Over the summer, Rufo researched contemporary poetry in New York City where “you can’t trip 10 feet without running into a poet.” He got the chance to begin interviewing poets even earlier than he had planned. Rufo sees poetry as a dialogue, a conversation between the reader and the writer. “I’m not just studying poets, I’m talking to them,” he said.
“One of the poets I talked to this summer, Douglas Kearney, said explicitly to me that one of the reasons he writes a lot about race is because he wants to talk about race and the poem has the ability to open up a conversation,” Rufo recalled. “It announces to the reader that the writer is someone who wants to engage in talking about this.”“It’s very challenging too, just in the way that these can obviously be difficult topics to talk about, I would say that disability especially is something that does not get talked about,” Rufo noted.
He will be conducting interviews, something he says he loves to do, until December or January. After he determines that a poet deals significantly with themes of race, gender, sexuality or disability, Rufo reads their work deeply. “There’s a wide variety: there are poets who explicitly announce ‘I am talking about identity’ and there are poets who wouldn’t say that at all and yet it’s very important for them to talk about that,” he said. Instead of planning questions, he makes an effort to keep the interviews like natural conversations. “It’s their space, it’s their words, I’m just kind of the curator of it.”
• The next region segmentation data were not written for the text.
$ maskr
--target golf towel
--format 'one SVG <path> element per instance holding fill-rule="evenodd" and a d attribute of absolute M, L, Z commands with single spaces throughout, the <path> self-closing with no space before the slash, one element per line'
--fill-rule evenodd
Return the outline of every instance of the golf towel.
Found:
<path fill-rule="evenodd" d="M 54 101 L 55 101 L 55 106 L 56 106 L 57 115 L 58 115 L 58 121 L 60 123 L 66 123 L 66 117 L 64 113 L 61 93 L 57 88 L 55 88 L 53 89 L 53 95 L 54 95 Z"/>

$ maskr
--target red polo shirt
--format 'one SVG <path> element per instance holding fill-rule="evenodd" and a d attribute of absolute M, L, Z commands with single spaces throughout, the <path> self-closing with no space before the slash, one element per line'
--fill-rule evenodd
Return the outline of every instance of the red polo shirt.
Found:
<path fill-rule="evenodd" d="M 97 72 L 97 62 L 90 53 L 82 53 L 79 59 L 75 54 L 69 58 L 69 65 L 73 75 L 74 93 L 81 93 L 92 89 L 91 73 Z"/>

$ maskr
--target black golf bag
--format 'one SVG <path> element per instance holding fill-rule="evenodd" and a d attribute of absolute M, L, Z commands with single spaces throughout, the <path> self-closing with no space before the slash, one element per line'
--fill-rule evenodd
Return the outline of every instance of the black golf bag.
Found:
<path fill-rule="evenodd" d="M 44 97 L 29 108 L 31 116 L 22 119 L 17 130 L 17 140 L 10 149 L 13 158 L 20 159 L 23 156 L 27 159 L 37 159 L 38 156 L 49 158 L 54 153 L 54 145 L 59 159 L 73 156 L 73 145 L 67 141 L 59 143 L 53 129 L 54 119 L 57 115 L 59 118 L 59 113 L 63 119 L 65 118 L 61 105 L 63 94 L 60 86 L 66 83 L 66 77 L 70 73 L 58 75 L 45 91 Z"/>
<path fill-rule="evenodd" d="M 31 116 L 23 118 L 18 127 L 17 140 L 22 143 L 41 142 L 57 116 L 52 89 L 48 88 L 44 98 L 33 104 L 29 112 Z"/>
With no classes, Rufo’s schedule is determined by his thesis and his many roles around campus: co-editor-in-chief of Red Weather as well as jobs at Opus, the Writing Center and as a teaching assistant. “If I’m going to interview someone that week, that week is completely devoted to getting into their head,” Rufo explained. Other weeks are more focused on transcription and formatting.
Rufo works with two advisors. His primary advisor, Associate Professor of Literature and Creative Writing Jane Springer, is an award-winning poet herself. His secondary advisor is Visiting Professor of Art History Scott MacDonald, whose own critical work is in the style of interviews. Rufo remarked that the Senior Fellowship affords him the opportunity to develop his thesis more deeply than he might be able to at bnother school. He said while he has loved the classes he took at Hamilton, focusing on his thesis has made for his most enjoyable academic year on the Hill so far.
“Something doesn’t feel like work if something you’re doing is entirely what you’ve created and are invested in. It takes a lot of time to do that and make sure everything is running smoothly -- if something goes wrong you can’t say ‘oh the syllabus was wrong,’ it’s your fault.”
He joked that he’s getting sick of hearing his own voice when he transcribes interviews, but his investment in the project makes it worth it. “I asked the questions so obviously I wanted to know the answers. The topics are difficult to talk about sometimes but it’s also very pleasurable to be able to hear people talk eloquently about what they care deeply about.”